Es ist wichtig zu beachten, dass Dogue de Bordeaux zur Zerstörung neigen kann, insbesondere als junger Hund, der lange Zeit allein zu Hause gelassen wird, ohne angemessene Spielzeuge oder Stimulation. Langeweile und Einsamkeit können zu Kauen von Möbeln, Kissen oder anderen Gegenständen führen. Daher ist es so wichtig, ihm ausreichend Aktivität, Spielzeuge und vor allem Gesellschaft zu bieten.
Charakteristische Verhaltensweisen der Rasse umfassen Schnarchen und lautes Atmen (typisch für brachycephale Rassen), Speichelfluss (insbesondere nach dem Trinken von Wasser oder bei Hitze), Faulenzen und lange Nickerchen (sie können bis zu 14-16 Stunden am Tag schlafen), dem Besitzer im ganzen Haus zu folgen, sich an die Beine zu lehnen oder auf den Füßen des Besitzers zu sitzen.
Zusammenfassend lässt sich sagen, dass Dogue de Bordeaux ein sanfter Riese ist, der körperliche Stärke mit emotionaler Zartheit verbindet und einen außergewöhnlichen, loyalen Begleiter für erfahrene Besitzer großer Rassen darstellt, die ihm Liebe, Struktur, Sozialisierung und vor allem die Zeit und Gesellschaft bieten können, die er so dringend benötigt.
Dogue de Bordeaux, trotz seiner soliden, massiven Bauweise, gehört nicht zu den gesündesten Rassen und kann anfällig für verschiedene gesundheitliche Probleme sein, die für große Molosser und brachycephale Rassen typisch sind. Die durchschnittliche Lebensdauer beträgt leider nur 8 bis 10 Jahre, obwohl einige Individuen bei außergewöhnlich guter Pflege, Genetik und Glück 11-12 Jahre alt werden können. Dies ist eine relativ kurze Lebensdauer, selbst für große Rassen.

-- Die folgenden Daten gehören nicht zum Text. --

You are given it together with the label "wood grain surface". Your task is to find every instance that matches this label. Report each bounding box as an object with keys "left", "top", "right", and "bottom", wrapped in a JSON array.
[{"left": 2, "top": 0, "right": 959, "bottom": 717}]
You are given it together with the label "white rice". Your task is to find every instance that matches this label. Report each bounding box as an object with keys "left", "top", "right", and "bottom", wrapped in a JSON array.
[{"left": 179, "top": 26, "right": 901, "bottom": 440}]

Die häufigsten Erkrankungen bei Dogue de Bordeaux sind Hüftdysplasie (Hip Dysplasia, HD) – eine Entwicklungsstörung, die zu Schmerzen, Lahmheit und degenerativen Veränderungen führt (die Überprüfung der Eltern vor der Zucht ist entscheidend), Ellenbogendysplasie (Elbow Dysplasia, ED) – eine ähnliche Erkrankung, die die Ellenbogengelenke betrifft, Augenprobleme (Entropium, Ektropium, Katarakt, Hornhautdystrophie), dilatative Kardiomyopathie (Dilated Cardiomyopathy, DCM) – eine schwere Herzerkrankung, die zu Herzinsuffizienz und vorzeitigem Tod führt, Aortenstenose (Aortic Stenosis) – eine Verengung der Aorta, die den Blutfluss erschwert, Magendrehung (Gastric Dilatation-Volvulus, GDV) – eine lebensbedrohliche plötzliche Erweiterung und Verdrehung des Magens, brachycephales Syndrom (Brachycephalic Syndrome) – Atemprobleme aufgrund der kurzen Schnauze, des verlängerten weichen Gaumens und der engen Nasenlöcher, Tumore (insbesondere Mastzelltumoren, Lymphome, Knochentumore), Hyperkeratose – übermäßige Verhornung der Pfotenballen und der Nase, Epilepsie – epileptische Anfälle sowie Hypothyreose (Hypothyroidism).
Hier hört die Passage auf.